Título original: Chanson douce
Año de publicación: 2016
Traducción: Malika Embarek López
Valoración: muy recomendable.
Llegué a este libro, premio Goncourt 2016 y de cuya autora no había leído nada (ni siquiera oído hablar, he de admitir), no sé muy bien cómo. Quizá fuese gracias a lo que me gustó el anterior (y primer) libro que había leído de la editorial Cabaret Voltaire, La mujer helada de Annie Ernaux, reseñado recientemente en ULAD. Pero lo más probable es que lo que me decidiera fuera la imagen de la cubierta, sobrecogedora e hipnótica, y que gana fuerza a medida que te introduces en el relato, casi como un elemento más de la obra. De hecho, la elección me parece una de las mejores que he visto en los últimos años.
Pasando a la novela, si analizamos a vista de pájaro los principales elementos, lo cierto es que podríamos decir que no entraña demasiados secretos.
En primer lugar, el argumento de Canción dulce no es nada fuera de lo común, incluso me atrevería a decir que es previsible: un matrimonio con dos hijos pequeños contrata a una niñera cuando la mujer decide retomar su carrera profesional, y lo que en principio —y durante un tiempo— parece una buena idea, acaba como el amigo al que invitas a pasar unos días y luego no hay manera de que se largue. En la novela el tema adquiere unos tintes sustancialmente más dramáticos, pero ya entienden el símil.
Tampoco el resto de elementos muestran en apariencia demasiada complejidad. Leila Slimani utiliza un narrador omnisciente en presente, con algunos flashbacks en pasado, que no tiene reparos en penetrar en la cabeza de todos los personajes, principales y secundarios, para describirnos sus pensamientos y emociones. En este sentido, es uno de los libros con los que más he tenido la impresión de que alguien (la autora) me estaba contando una historia, y al contrario de lo que podría pensarse, es un elemento que proporciona mucha potencia al resultado.
Desde el punto de vista estructural, aunque utiliza diferentes flashbacks, se mantiene en general la linealidad, con la excepción destacable del primer capítulo. Por último, la prosa es sencilla y clara: frases cortas y directas, amputadas de complejidad o lirismo innecesario. Para muestra, un botón:
Los parques públicos, en las tardes de invierno. La llovizna barre las hojas secas. La grava helada se adhiere a las rodillas de los críos. En los bancos, en las alamedas discretas, uno se topa con las personas que nadie quiere ya.
La realidad, si entramos más a fondo, es que Leila Slimani hace fácil lo difícil.

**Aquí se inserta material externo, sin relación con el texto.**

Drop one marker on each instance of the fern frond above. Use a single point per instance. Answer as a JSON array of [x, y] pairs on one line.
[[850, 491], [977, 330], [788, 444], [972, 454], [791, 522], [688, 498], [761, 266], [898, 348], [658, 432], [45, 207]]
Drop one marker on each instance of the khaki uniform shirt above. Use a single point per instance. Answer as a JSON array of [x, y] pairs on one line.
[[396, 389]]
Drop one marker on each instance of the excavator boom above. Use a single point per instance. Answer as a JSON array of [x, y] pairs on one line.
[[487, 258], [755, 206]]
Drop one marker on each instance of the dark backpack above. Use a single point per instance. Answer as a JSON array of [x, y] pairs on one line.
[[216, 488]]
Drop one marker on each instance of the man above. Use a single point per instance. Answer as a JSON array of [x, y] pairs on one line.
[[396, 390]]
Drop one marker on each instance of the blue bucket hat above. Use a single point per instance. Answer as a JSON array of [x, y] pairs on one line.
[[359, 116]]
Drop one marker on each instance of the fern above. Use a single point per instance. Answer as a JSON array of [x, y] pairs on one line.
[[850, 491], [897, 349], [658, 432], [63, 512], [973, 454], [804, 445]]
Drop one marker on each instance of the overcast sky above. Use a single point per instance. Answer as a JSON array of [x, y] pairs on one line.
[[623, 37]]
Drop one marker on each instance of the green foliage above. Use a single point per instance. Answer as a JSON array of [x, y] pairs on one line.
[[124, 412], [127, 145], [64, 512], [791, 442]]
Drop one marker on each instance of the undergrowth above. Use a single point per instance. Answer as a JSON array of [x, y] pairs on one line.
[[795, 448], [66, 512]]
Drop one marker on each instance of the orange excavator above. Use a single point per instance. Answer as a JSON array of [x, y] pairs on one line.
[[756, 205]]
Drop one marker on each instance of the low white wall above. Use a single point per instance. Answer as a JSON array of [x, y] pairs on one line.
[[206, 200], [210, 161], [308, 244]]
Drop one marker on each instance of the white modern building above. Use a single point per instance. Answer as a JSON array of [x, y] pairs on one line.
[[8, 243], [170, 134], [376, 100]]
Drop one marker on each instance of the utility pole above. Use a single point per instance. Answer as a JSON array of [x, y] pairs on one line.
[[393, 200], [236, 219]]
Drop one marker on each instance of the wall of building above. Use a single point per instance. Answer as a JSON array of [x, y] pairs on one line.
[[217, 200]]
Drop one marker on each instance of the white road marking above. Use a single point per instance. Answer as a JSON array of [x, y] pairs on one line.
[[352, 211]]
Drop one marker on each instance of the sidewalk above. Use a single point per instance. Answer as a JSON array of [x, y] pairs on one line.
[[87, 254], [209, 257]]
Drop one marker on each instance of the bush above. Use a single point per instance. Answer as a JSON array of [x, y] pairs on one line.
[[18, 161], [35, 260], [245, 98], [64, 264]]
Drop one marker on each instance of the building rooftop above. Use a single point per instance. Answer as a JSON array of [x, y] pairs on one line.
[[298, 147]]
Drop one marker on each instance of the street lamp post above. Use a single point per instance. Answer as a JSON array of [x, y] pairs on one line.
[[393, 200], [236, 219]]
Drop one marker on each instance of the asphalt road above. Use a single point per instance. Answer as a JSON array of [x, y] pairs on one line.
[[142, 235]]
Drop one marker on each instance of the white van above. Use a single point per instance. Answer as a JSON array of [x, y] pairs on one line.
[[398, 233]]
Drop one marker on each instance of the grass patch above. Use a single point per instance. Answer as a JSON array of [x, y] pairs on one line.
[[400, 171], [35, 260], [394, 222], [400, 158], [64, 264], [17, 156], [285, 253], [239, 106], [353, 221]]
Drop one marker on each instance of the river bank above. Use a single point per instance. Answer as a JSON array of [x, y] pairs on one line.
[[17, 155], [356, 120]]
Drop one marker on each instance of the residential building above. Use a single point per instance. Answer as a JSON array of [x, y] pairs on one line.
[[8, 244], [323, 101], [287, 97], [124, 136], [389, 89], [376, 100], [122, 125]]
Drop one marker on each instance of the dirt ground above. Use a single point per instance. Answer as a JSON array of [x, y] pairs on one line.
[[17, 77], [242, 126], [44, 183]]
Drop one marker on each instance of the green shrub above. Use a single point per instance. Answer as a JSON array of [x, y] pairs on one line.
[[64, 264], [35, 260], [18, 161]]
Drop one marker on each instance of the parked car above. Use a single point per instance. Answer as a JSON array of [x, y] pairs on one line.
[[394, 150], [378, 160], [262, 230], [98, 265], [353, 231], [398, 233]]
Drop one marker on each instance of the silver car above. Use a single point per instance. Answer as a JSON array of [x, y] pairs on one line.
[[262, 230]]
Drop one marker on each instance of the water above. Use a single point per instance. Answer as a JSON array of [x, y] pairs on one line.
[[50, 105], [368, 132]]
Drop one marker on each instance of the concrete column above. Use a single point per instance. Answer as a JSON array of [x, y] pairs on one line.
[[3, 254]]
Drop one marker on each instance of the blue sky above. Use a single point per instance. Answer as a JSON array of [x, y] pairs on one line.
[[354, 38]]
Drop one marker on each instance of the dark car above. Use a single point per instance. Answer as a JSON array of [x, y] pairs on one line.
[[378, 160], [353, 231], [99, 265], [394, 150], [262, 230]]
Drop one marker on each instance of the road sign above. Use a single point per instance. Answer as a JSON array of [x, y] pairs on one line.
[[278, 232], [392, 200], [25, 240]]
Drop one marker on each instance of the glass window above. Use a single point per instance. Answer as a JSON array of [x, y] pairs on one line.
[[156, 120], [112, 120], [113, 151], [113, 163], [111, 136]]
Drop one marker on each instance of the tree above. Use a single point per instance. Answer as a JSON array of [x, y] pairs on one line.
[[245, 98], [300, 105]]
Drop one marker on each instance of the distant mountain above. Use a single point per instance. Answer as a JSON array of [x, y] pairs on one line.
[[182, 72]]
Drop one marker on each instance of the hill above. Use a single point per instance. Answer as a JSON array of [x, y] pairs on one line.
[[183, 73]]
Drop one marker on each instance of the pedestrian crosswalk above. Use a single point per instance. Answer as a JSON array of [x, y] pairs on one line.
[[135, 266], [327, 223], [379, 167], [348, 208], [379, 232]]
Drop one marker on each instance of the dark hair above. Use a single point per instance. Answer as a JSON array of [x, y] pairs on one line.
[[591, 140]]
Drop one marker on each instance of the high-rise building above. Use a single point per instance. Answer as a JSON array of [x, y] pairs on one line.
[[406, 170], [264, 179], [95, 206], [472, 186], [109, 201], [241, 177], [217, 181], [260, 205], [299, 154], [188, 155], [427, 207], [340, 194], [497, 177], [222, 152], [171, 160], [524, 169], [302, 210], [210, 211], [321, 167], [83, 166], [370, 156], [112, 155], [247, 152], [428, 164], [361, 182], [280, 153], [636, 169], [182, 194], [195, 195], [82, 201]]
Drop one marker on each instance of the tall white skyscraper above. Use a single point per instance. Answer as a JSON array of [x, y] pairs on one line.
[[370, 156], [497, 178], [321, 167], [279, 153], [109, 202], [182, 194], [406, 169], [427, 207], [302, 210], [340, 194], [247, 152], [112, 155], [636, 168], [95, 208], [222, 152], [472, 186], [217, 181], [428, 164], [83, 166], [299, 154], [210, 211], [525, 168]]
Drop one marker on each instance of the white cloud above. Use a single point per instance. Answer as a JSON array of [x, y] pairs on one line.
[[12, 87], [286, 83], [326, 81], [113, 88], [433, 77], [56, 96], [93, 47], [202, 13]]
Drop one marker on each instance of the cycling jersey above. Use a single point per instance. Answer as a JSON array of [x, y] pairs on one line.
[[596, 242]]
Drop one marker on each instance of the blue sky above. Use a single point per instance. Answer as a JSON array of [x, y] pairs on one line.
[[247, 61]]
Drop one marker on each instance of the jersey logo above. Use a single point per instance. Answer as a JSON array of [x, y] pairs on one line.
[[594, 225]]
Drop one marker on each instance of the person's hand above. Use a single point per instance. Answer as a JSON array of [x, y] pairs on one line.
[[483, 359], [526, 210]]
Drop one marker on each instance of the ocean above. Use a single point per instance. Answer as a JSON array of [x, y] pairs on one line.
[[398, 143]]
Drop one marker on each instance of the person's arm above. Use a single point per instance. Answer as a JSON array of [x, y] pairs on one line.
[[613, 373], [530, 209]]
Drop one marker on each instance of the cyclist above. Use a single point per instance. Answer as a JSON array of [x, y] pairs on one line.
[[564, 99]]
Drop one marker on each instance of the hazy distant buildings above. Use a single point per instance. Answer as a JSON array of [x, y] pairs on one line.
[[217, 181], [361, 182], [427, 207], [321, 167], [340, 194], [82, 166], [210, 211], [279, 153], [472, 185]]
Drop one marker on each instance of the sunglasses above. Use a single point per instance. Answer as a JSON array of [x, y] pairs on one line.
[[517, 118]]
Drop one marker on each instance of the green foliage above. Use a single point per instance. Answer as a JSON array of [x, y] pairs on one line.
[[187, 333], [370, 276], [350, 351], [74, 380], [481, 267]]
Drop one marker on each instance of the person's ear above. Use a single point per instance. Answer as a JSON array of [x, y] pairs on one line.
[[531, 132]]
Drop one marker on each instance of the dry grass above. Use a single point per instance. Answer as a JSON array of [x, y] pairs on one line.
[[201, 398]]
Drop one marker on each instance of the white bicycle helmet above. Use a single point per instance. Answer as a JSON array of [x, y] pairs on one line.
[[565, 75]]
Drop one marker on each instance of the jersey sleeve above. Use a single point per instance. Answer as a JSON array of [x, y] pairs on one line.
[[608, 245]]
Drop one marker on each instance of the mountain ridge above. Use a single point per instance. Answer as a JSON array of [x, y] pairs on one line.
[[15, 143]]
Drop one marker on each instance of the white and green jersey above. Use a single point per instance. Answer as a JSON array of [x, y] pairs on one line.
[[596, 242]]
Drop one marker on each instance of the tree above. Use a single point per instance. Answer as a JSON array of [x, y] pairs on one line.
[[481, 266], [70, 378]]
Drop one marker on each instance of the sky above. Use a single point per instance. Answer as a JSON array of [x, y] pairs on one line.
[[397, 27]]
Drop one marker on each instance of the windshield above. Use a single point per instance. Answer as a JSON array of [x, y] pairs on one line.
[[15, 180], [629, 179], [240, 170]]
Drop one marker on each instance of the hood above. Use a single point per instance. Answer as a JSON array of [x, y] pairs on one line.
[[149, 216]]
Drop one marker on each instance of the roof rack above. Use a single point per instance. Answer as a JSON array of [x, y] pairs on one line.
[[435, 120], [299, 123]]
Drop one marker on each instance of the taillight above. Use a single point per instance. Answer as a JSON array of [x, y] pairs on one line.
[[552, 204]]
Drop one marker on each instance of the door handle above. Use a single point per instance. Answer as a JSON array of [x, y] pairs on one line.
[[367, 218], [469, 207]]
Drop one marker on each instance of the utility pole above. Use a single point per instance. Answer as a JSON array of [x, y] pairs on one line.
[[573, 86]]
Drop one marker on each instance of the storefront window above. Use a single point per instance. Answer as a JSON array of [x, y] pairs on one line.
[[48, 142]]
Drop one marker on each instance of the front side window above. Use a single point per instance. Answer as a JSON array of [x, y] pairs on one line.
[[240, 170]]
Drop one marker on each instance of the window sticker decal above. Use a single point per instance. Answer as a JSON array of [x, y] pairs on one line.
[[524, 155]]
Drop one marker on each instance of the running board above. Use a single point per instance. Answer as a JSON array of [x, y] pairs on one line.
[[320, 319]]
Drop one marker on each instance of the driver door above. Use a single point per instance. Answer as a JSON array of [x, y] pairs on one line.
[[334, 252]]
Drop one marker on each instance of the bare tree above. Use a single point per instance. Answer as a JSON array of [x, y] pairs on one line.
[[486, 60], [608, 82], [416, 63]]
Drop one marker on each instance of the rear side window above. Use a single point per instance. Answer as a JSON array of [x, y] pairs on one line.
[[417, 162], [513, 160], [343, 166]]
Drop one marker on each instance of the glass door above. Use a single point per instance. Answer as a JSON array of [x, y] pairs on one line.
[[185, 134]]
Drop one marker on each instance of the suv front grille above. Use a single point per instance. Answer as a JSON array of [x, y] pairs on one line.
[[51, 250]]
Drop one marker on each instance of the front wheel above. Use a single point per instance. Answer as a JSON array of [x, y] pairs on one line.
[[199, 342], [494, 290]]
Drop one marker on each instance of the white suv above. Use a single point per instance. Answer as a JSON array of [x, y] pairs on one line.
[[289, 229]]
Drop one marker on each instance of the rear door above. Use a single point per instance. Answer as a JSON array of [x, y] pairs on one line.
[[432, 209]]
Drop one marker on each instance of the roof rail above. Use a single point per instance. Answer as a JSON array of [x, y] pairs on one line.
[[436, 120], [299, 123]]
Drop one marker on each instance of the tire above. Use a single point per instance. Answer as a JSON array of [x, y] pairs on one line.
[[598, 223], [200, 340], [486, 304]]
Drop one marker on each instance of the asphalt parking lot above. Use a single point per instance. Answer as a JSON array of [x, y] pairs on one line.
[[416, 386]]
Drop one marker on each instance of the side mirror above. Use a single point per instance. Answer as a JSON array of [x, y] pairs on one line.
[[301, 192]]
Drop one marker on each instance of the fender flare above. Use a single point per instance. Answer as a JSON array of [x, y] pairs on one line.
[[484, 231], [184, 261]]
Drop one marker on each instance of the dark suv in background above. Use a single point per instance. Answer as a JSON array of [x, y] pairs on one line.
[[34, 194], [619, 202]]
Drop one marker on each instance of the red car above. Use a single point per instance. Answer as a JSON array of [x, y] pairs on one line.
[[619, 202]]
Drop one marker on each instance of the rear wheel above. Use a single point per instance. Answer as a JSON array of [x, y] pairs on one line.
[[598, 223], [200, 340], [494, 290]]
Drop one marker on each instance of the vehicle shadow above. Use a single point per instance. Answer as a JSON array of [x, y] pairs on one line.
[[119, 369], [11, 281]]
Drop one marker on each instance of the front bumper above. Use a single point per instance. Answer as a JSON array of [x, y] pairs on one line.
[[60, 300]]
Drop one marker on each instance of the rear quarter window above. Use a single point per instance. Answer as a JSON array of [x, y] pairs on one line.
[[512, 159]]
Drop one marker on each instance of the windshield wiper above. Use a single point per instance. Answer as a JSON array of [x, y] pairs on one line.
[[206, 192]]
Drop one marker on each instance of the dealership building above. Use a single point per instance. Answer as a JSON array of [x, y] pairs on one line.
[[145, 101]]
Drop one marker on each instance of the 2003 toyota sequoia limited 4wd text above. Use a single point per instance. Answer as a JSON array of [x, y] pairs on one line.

En lugar de plantear un thriller típico en el conocer el desenlace es lo que mantiene el interés del lector, decide colocarse en una posición menos habitual (y sobre todo cómoda), y en las seis primeras líneas nos cuenta el final de la historia. Acotando incluso más, la primera frase de la novela no deja lugar a la duda: «El bebé ha muerto». Cuando llegamos al tercer capítulo, el elenco principal de personajes ya está presentado, con sus conflictos y personalidades: ya tenemos todas las cartas sobre la mesa.
A partir de ese momento, el resto de la novela lo dedica a desentrañar las circunstancias que conducen al punto final, apoyándose en diferentes personajes secundarios para definir, principalmente, las aristas de la personalidad de la niñera —que es la verdadera protagonista—, cómo esta ha llegado al punto en el que está y la forma en que la relación entre cada uno de los miembros de la pareja va cambiando respecto a ella. Y lo hace de tal forma que a pesar de conocer el final, logra mantener el interés durante todo el texto, sin recurrir a cliffhangers ni trucos estilísticos o de estructura. La historia simplemente se muestra, poco a poco, sin grandes sobresaltos; las cosas suceden y eso es suficiente.
Es cierto que se trata de una novela corta que rondará las cincuenta mil palabras, palabra arriba, palabra abajo, condensadas en algo más de doscientas cincuenta páginas; no estamos hablando de una obra de 500 páginas en las que la atención del lector en una estructura así podría llegar a ser más difícil de mantener. Sin embargo, mi impresión es que Slimani ha utilizado exactamente el número de palabras que necesitaba; ni una más, ni una menos, y para mí es uno de los elementos definitorios (y que más me gustan) de la obra: la sobriedad y economía y contención lingüística que transmite, coherentes (y casi diría que necesarias) con lo que es la propia historia que nos cuenta. Me ha parecido admirable la capacidad que tiene la autora de marcar y transmitir determinadas emociones o comportamientos relevantes para la historia con apenas un puñado de palabras o un par de frases breves, como si se tratara de pinceladas.
En definitiva, solo me queda repetir lo que he dicho antes: que Leila Slimani hace fácil lo difícil, y además lo hace sin que te des cuenta de ello.